Спасибо, попалась в журнале статейка одного французского учёного
насчёт сокровищ местных индейских царьков – инками их называли,
кажется. Камилла, как услышала – сразу загорелась. Сейчас строит
планы экспедиции в отроги Анд и даже выписала из Швейцарии какие-то
особые башмаки для горных восходителей.
Остелецкий
ухмыльнулся.
- Смотри, Карлуша, как бы и
правда, не пришлось в горы лезть! Там, как я прочитал, сплошь лёд,
снег да королевские кондоры.
- А, вздор... – легкомысленно
отмахнулся барон. Прибудем в Чили, придумаю что-нибудь
убедительное. А пока, давай-ка поищем, где бы поужинать? У меня,
признаться, кишки сводит.
Может, в «Фоли-Бержер»? –
предложил Остелецкий. Тамошняя кухня вполне даже комильфо, и
барышни танцуют весьма пикантные...
- Ты, видать, погибели моей
хочешь? – Греве сделал испуганные глаза. – Если баронесса узнает,
что я посещаю подобные заведения, да ещё и без неё – со свету меня
сживёт. Нет уж, поехали назад в отель, там и поужинаем. Заодно
представлю тебя супруге – раз уж нам предстоит провести целый месяц
на одном пароходе, лучше познакомиться заранее.
- Так она с тобой в Париже? –
удивился Остелецкий.
- А ты чего хотел, братец? У
нас медовый месяц, иначе никак.
И махнул тростью, подзывая
фиакр.
Париж,
набережная
Сены.
Несколькими часами
позже.
- …а потом пришла жена того,
длинного. Они перед ней расшаркались, велели подать ещё бутылку
вина и посидели полчасика. Потом парочка поднялась наверх, в номер,
а второй вышел из отеля, взял фиакр и велел ехать к «Фоли-Бержер».

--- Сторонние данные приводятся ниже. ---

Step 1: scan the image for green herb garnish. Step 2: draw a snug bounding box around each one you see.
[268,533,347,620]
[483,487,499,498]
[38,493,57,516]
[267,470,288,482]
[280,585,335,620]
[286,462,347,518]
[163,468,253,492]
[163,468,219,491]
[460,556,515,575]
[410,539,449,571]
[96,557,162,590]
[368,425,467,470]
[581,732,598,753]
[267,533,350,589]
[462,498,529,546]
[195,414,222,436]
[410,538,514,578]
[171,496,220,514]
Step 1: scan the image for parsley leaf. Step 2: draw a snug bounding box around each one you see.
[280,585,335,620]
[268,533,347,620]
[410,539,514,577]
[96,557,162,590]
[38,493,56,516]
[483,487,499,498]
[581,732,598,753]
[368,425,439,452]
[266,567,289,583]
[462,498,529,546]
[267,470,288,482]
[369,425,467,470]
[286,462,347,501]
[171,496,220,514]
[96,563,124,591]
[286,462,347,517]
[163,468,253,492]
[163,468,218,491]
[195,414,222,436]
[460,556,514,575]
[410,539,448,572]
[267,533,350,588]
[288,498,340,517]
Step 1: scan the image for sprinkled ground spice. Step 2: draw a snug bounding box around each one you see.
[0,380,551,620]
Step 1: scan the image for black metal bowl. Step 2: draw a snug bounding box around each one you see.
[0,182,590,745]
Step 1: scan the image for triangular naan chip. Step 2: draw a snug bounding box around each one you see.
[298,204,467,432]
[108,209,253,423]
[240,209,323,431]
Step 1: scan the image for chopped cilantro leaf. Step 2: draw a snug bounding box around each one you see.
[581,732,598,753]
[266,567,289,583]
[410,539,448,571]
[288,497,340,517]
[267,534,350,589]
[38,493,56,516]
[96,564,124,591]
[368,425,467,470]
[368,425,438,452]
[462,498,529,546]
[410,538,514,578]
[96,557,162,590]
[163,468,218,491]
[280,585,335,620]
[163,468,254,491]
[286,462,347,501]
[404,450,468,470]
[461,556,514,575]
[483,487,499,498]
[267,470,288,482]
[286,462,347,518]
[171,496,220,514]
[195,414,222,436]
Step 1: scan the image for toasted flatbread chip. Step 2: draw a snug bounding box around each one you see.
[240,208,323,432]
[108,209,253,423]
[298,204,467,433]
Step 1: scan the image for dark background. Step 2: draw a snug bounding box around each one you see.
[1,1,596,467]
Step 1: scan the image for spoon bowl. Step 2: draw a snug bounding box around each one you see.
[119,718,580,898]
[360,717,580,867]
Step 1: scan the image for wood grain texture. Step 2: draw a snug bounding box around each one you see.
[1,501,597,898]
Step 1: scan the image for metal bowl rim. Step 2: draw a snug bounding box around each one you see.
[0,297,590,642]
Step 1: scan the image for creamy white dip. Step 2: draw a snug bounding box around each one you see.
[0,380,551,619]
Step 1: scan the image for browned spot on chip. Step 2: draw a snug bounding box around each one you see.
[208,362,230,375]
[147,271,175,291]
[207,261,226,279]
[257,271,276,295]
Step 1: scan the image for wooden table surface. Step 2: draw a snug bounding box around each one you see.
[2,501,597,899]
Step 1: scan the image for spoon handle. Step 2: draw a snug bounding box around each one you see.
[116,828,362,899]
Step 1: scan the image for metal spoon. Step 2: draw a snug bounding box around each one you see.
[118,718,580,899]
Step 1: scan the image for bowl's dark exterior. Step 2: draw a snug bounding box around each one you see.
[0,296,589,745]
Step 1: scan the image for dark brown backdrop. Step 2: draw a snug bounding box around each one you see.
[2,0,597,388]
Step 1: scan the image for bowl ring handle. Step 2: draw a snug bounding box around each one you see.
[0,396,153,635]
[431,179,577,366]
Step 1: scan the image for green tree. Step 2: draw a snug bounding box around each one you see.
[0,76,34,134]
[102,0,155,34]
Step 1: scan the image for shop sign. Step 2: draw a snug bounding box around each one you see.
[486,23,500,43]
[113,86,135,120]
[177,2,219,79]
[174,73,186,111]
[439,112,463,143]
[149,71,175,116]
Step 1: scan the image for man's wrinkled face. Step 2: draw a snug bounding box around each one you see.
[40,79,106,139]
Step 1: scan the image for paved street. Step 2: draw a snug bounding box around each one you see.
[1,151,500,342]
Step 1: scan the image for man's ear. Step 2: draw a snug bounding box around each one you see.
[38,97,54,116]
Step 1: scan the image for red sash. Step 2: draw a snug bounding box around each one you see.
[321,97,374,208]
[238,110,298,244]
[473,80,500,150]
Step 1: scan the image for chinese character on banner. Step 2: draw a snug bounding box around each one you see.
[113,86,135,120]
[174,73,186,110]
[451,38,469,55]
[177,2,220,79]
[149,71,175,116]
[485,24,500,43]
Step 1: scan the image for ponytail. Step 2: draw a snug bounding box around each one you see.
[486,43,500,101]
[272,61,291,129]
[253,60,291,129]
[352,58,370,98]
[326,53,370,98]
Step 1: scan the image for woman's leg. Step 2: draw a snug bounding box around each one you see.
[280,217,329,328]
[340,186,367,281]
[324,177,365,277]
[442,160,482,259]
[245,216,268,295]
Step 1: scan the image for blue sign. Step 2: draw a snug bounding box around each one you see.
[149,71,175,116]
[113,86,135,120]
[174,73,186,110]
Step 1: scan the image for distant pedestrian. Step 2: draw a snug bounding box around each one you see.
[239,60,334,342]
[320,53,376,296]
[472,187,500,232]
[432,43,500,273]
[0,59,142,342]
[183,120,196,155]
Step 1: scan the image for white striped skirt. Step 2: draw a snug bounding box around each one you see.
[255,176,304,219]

Я за ним прицепился и видел, как он вошёл в двери. Наверное, до сих
пор там сидит – в этом заведении самое увлекательное программа
начинается после полуночи, раньше оттуда никто не уходит, и уж тем
более, одинокий мужчина.
Они беседовали на набережной
Турнель, возле парапета – массивной чугунной цепи, протянутой на
чугунных столбиках. За парапетом несла мутные воды Сена, а вдоль
тротуара тянулись знаменитые на весь Париж развалы букинистов. Там
толпились студенты, чисто одетые мальчики в сопровождении
гувернёров рассматривали тома приключений мсье Жюля Верна и тонкие
сборники детективных повестей. Юный собеседник Бёртона (это был,
конечно, он, но только без своей известной всем газетчикам Лондона
бороды) презрительно посмотрел на них и пустил сквозь зубы длинный
плевок - знак высшего презрения парижских гаменов.